Eleven dollars. Thirteen fifty. Seventeen, then nineteen. By my count, first thing Thursday morning I was twenty-two dollars and seventy-five cents closer to my goal. Including my savings and the money Mom and Dad were pitching in, I needed only $19.39 more!
But I was out of jobs. I asked Mom and Dad for more work. But they said, “Sorry, not right now.” Which made me mad. They’d gotten good jobs for themselves and now had run out of anything for me. I went to ask the folks on my block again.
No help there, either. Nothing.
I branched out, covering the entire neighborhood, knocking on every door, asking, nearly begging. The sale on Slam Dunk Sky Jumpers ended in just three days!

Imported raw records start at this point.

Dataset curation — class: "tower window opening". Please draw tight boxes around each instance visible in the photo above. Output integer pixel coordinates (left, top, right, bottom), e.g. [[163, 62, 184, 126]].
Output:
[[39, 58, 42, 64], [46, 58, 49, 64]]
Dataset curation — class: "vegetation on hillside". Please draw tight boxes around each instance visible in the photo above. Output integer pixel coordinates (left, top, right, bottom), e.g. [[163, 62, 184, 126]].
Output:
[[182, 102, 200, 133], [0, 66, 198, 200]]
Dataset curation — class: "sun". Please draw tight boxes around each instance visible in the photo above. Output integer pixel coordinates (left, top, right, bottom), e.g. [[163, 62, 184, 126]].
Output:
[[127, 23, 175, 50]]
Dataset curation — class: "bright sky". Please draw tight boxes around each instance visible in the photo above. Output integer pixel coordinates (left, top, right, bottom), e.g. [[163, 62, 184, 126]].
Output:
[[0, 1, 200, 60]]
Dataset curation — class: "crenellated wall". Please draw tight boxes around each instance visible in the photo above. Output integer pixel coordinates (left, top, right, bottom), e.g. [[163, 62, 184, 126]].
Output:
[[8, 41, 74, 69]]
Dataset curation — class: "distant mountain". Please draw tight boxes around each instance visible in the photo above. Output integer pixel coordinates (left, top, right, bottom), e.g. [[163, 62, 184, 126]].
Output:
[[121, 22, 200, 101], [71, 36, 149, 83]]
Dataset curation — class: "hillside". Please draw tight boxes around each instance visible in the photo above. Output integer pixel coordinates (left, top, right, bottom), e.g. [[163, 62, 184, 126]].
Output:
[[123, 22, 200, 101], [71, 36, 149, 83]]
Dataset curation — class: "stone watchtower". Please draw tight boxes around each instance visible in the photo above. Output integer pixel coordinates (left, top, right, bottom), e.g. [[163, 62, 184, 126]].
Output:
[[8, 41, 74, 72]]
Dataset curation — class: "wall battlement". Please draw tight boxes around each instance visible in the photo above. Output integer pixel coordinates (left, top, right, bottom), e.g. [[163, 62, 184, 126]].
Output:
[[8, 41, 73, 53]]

At Bobbie Jo’s house, though, I hesitated on the front steps, thinking maybe I wasn’t that desperate. She’d visited the twins twice more since the cookout, telling them stories and teaching them songs, listening to their never ending Quando stories. Just having her in the house made me feel weird and confused inside. I’d find myself staring at her, wanting to see those green eyes sparkle, that smile of hers. But then she’d make a comment about the way I chew my food—“Like a cow!”—or talk about how excited she was to be going to junior high, and I’d want her to leave. Who knew what she’d say if I told her why I was looking for a job? So I turned away from Bobbie Jo’s, deciding I’d hunt for aluminum cans to cash in instead.